Marta posted up on a Burner community page looking for lowest-tier tickets, & I was more than a little shocked to see a couple of snarky negative responses to her post, including 'well, if it's just the matter of the $100 you want to save, you probably don't have the money to go & do it right'. (The difference between two top-price tickets & two lowest-tier tickets is rather more significant than $100, by the way.) The sociologist in me is fascinated how 'I got mine!' culture has arisen, so to see people passing judgement on what we have or don't have seems counter to the ideal of the Burn in the first place.

And as far as the tickets reserved for open sale that were instead passed among members of larger-scale camps, that seems to be a simple continuation of that same snarky philosophy: the event will be nothing without the major players. Having been to the playa for the last few years without even going to the main burn, I'll speak for the fact that it's the large AND the small scale equally that makes the event what it is.

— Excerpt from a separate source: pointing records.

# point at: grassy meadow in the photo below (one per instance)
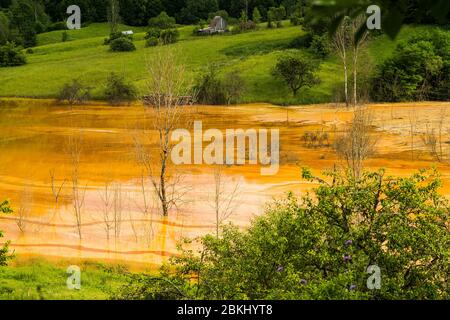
(35, 278)
(253, 54)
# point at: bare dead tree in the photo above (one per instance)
(442, 116)
(431, 141)
(356, 143)
(74, 148)
(107, 203)
(412, 131)
(166, 106)
(117, 210)
(24, 210)
(224, 200)
(340, 42)
(357, 45)
(113, 15)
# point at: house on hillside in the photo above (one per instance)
(217, 25)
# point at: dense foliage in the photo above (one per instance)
(11, 55)
(4, 255)
(118, 90)
(418, 70)
(296, 71)
(74, 92)
(122, 44)
(321, 247)
(215, 90)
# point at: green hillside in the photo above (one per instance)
(253, 54)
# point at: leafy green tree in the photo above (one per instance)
(297, 71)
(321, 247)
(169, 36)
(122, 44)
(4, 255)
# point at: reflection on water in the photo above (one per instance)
(123, 222)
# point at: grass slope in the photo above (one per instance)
(38, 279)
(254, 54)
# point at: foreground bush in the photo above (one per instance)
(4, 255)
(74, 93)
(118, 90)
(10, 55)
(321, 247)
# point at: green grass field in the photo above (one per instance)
(37, 279)
(254, 54)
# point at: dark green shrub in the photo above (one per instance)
(244, 26)
(118, 90)
(153, 33)
(74, 92)
(64, 36)
(4, 250)
(152, 42)
(321, 247)
(210, 89)
(296, 71)
(169, 36)
(320, 46)
(234, 87)
(116, 35)
(122, 45)
(304, 41)
(11, 55)
(60, 25)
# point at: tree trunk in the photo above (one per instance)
(355, 75)
(347, 102)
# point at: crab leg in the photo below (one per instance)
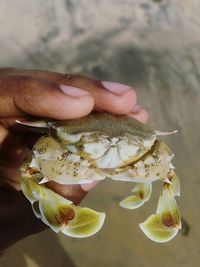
(59, 213)
(165, 224)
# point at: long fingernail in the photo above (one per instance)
(73, 91)
(116, 88)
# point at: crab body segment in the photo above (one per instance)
(92, 148)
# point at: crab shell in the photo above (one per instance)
(92, 148)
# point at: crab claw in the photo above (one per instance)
(142, 193)
(36, 124)
(165, 224)
(60, 214)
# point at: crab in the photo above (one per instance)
(92, 148)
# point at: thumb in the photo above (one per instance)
(26, 95)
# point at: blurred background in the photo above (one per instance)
(155, 47)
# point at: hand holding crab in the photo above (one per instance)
(59, 97)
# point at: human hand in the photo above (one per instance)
(58, 96)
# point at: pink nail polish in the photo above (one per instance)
(116, 88)
(73, 91)
(136, 108)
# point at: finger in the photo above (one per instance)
(109, 96)
(26, 95)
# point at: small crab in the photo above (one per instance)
(92, 148)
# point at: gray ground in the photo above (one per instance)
(151, 45)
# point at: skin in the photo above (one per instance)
(37, 93)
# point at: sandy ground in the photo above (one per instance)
(153, 46)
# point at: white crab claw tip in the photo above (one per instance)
(165, 133)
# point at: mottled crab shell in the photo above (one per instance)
(92, 148)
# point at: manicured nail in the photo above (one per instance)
(73, 91)
(136, 108)
(116, 88)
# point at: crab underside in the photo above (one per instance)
(92, 148)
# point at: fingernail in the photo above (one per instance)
(116, 88)
(73, 91)
(136, 108)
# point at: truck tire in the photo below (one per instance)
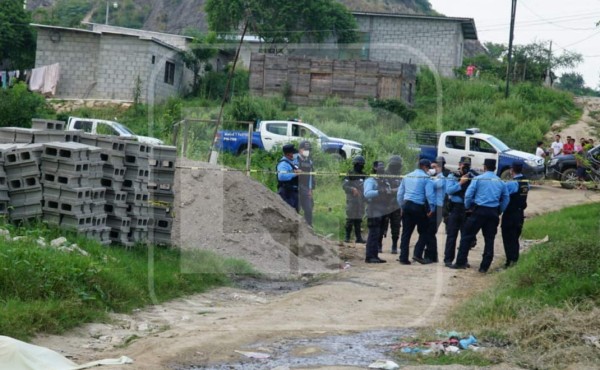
(568, 178)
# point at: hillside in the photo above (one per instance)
(174, 16)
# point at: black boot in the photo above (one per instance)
(357, 231)
(348, 228)
(395, 246)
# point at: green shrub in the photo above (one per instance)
(19, 106)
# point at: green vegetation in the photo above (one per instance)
(19, 106)
(545, 304)
(47, 290)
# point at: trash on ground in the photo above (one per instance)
(384, 364)
(258, 355)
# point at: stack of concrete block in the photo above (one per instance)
(22, 168)
(4, 197)
(137, 173)
(162, 194)
(73, 195)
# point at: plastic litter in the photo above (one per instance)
(384, 364)
(257, 355)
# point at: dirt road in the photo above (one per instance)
(204, 330)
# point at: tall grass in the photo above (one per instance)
(546, 302)
(47, 290)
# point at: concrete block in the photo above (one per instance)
(115, 210)
(23, 170)
(25, 183)
(46, 124)
(26, 197)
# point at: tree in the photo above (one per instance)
(17, 38)
(280, 22)
(200, 51)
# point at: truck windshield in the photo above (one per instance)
(122, 129)
(498, 144)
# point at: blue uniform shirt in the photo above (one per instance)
(285, 171)
(452, 188)
(513, 186)
(415, 188)
(487, 190)
(438, 187)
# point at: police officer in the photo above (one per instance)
(456, 188)
(306, 180)
(393, 215)
(353, 185)
(514, 215)
(489, 197)
(438, 187)
(287, 176)
(376, 192)
(416, 199)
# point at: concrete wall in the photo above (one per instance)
(106, 66)
(77, 53)
(420, 41)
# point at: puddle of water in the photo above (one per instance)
(341, 350)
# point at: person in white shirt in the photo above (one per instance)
(556, 146)
(539, 151)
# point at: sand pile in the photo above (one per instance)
(235, 216)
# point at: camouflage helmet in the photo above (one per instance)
(359, 159)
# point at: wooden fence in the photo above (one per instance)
(309, 81)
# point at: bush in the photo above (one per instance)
(19, 106)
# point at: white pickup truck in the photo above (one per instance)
(453, 145)
(104, 127)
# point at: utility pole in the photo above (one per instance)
(548, 81)
(513, 14)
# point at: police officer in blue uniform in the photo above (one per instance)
(375, 195)
(456, 188)
(353, 186)
(417, 201)
(488, 197)
(514, 215)
(393, 217)
(306, 181)
(287, 176)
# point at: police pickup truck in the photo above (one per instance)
(269, 134)
(453, 145)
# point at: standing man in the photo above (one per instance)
(394, 213)
(489, 197)
(556, 146)
(438, 187)
(514, 215)
(306, 180)
(375, 195)
(287, 176)
(456, 187)
(353, 186)
(416, 199)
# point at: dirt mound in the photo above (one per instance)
(235, 216)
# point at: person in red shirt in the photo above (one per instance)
(569, 147)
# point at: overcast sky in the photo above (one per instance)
(570, 25)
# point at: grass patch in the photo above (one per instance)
(542, 308)
(46, 290)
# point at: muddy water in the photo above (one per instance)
(358, 350)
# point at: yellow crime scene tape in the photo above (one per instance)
(344, 174)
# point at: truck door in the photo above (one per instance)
(479, 150)
(452, 148)
(274, 133)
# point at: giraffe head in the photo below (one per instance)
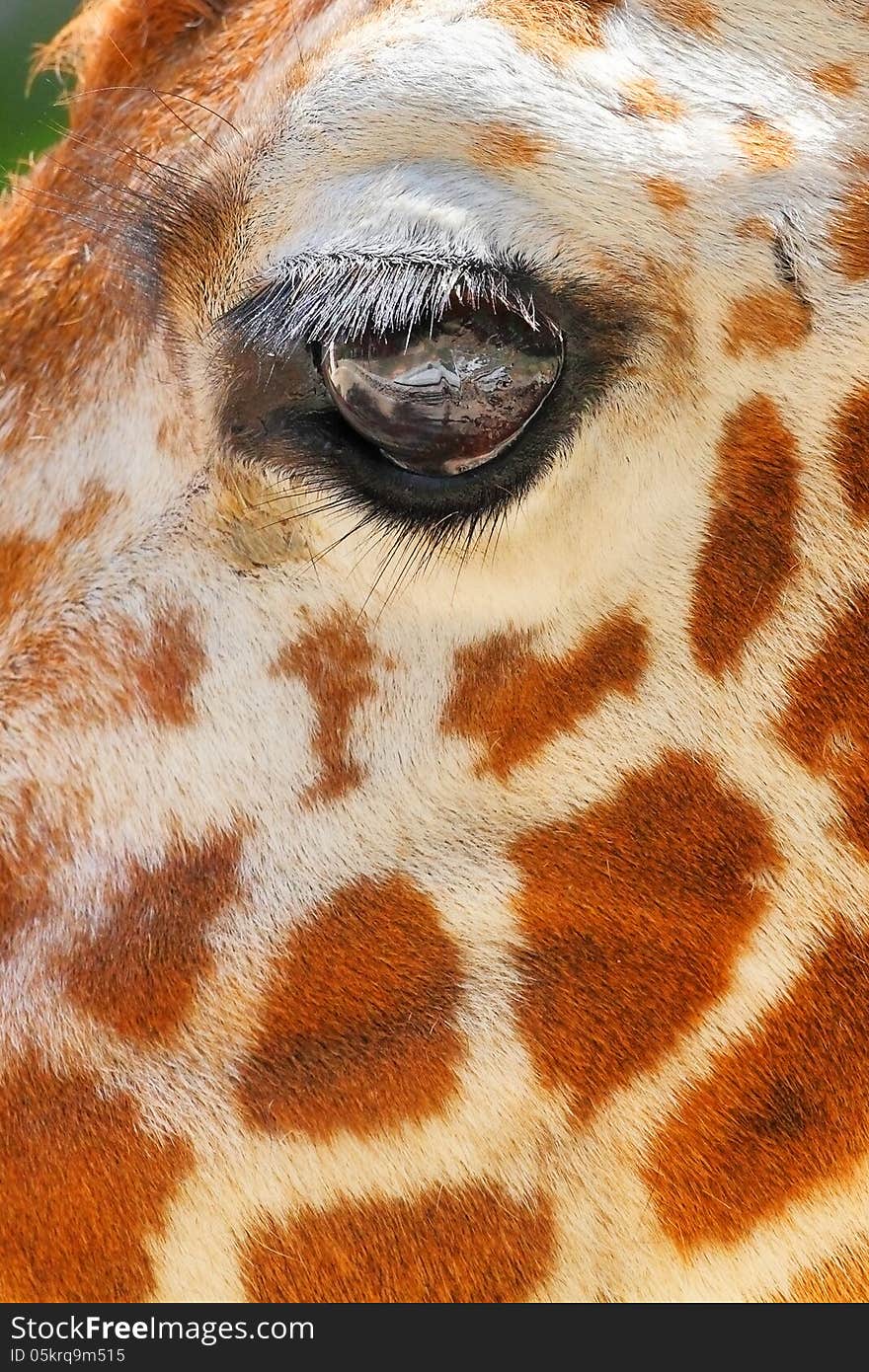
(434, 468)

Scott Nichols-Collier said...

I have to say, this was a harder writing experience than I had initially planned. It's a little disconcerting to think there is one person or another who 'deserves' to participate in a wholly, immersively participatory experience. I found myself trying to justify my experience on the playa, which I don't think I'd had to do before. I don't know if I can really say I contribute more than others, or that I bring something to the playa that no one else does. The writer in me acknowledges one question: how does one person have a better story than another? And I wonder if the answer to that is harder to pin down because of the nature of Burning Man is a network of participating contributors. The guy who gave our van a jump on our way out to the highway is as big a contributor to that, in my book, as the DPW who build the city. Even if he didn't do another damn thing all week. Participation & contribution are always relative, I guess.

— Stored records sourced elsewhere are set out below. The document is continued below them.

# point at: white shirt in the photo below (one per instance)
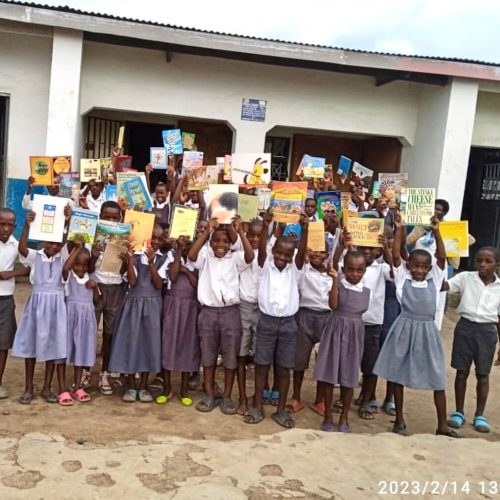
(479, 302)
(248, 281)
(30, 261)
(314, 288)
(375, 277)
(278, 290)
(219, 278)
(8, 257)
(401, 274)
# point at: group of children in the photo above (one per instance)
(246, 291)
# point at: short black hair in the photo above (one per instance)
(444, 204)
(495, 251)
(110, 204)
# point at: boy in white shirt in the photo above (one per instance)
(279, 276)
(8, 257)
(475, 336)
(219, 320)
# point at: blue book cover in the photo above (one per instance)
(137, 194)
(344, 166)
(172, 140)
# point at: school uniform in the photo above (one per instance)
(374, 279)
(42, 331)
(219, 320)
(278, 303)
(249, 307)
(475, 336)
(313, 313)
(8, 257)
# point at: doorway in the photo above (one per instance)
(481, 206)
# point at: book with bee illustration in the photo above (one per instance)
(83, 223)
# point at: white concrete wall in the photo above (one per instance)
(133, 79)
(24, 76)
(487, 122)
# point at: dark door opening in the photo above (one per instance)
(4, 110)
(481, 206)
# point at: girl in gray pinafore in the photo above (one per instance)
(136, 345)
(412, 354)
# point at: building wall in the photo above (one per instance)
(132, 79)
(25, 61)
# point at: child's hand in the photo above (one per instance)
(91, 284)
(30, 217)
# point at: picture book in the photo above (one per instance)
(222, 202)
(83, 223)
(316, 236)
(361, 176)
(90, 169)
(69, 185)
(158, 158)
(312, 167)
(191, 159)
(455, 236)
(344, 166)
(197, 178)
(328, 201)
(122, 163)
(188, 139)
(251, 169)
(49, 221)
(394, 187)
(172, 140)
(365, 232)
(117, 233)
(184, 221)
(288, 200)
(248, 207)
(419, 207)
(41, 170)
(137, 194)
(142, 228)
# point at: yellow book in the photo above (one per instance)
(365, 231)
(142, 228)
(455, 236)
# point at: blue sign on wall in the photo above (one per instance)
(253, 110)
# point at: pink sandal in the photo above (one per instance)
(65, 399)
(81, 395)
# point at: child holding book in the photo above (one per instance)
(476, 333)
(412, 354)
(180, 339)
(82, 294)
(136, 346)
(219, 320)
(279, 276)
(8, 257)
(42, 332)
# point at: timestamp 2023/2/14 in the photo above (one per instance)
(438, 488)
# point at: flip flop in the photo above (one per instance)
(207, 404)
(456, 420)
(345, 428)
(26, 398)
(389, 408)
(253, 416)
(227, 406)
(294, 405)
(318, 408)
(65, 399)
(81, 395)
(327, 427)
(284, 419)
(481, 424)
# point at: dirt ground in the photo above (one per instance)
(108, 420)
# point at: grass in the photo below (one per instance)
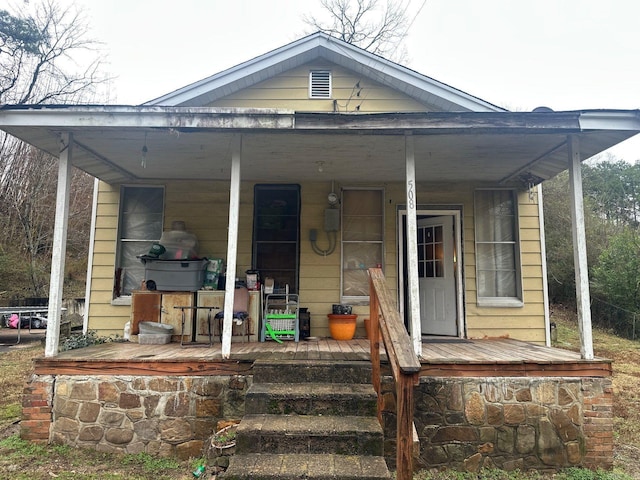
(23, 460)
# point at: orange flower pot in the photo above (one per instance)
(342, 327)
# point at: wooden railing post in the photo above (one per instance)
(374, 343)
(385, 323)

I thought long & hard about how we specifically contribute to the Burn, & the best answer I can give you: the very same way EVERYONE does when they are there.

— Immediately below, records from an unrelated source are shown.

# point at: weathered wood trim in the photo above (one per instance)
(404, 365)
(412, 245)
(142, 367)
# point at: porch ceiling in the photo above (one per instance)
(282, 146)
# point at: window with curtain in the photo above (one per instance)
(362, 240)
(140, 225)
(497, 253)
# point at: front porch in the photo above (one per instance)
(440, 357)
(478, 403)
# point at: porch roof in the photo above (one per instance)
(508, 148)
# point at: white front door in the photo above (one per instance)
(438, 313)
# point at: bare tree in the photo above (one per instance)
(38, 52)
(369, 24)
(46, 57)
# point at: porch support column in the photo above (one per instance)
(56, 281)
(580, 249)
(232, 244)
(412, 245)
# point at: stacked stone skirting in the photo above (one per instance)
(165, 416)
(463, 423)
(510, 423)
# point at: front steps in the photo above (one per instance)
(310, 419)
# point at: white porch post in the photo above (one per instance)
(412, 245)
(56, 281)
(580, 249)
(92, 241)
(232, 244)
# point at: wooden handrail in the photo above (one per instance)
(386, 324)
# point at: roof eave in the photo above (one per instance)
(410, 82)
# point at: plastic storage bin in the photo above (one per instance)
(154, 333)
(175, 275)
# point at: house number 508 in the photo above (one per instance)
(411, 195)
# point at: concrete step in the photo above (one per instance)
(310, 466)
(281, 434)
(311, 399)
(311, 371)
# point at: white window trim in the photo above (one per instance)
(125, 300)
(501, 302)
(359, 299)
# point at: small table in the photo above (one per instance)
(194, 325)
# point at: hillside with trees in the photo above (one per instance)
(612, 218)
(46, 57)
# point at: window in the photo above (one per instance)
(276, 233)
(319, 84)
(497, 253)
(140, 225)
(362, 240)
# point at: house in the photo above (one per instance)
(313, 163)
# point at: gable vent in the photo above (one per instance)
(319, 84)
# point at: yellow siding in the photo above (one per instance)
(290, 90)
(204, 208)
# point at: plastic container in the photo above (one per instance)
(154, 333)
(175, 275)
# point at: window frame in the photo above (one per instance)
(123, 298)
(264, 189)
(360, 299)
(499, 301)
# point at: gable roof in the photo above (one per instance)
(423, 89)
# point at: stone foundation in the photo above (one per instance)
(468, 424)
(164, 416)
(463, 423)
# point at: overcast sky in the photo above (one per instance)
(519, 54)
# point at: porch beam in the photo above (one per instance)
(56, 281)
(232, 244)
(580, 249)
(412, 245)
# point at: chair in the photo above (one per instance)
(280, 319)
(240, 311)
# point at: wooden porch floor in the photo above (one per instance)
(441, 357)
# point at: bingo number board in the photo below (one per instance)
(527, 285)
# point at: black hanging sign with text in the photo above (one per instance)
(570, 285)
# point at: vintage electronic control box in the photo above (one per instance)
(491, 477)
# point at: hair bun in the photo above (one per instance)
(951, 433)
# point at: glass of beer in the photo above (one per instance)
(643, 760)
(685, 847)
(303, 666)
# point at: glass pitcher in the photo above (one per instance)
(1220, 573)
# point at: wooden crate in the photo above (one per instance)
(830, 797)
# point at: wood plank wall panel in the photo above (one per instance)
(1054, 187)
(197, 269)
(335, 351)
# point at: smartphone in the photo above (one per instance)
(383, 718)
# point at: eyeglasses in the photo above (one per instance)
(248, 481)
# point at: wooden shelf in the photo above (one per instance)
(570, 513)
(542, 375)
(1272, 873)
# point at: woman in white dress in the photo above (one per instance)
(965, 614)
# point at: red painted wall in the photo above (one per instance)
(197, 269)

I truly appreciate that Burning Man culture is participant-oriented. As a performer myself, I realize performance & creation & participation is vital to the Burning Man experience. On the other hand, so is the observer, or the receptive audience. And if the Burn is all-participation, all-the-time, it's in the fact that performance is a symbiosis of performer & appreciator. If no one is there to appreciate what we do, we're just playing with ourselves, aren't we? My ideal performance space is one where as soon as I am done performing, someone else comes in with their thing, & I can appreciate their work as they've appreciated mine. That's what the playa does, for all of us, whether we're singing loud & proud, or sharing life stories & hot tea, or building a phosphorescent tower for all to see, or coming upon that tower & seeing it the way it was meant to be.

Please help us get home this year.

Thank you very much for your time & consideration.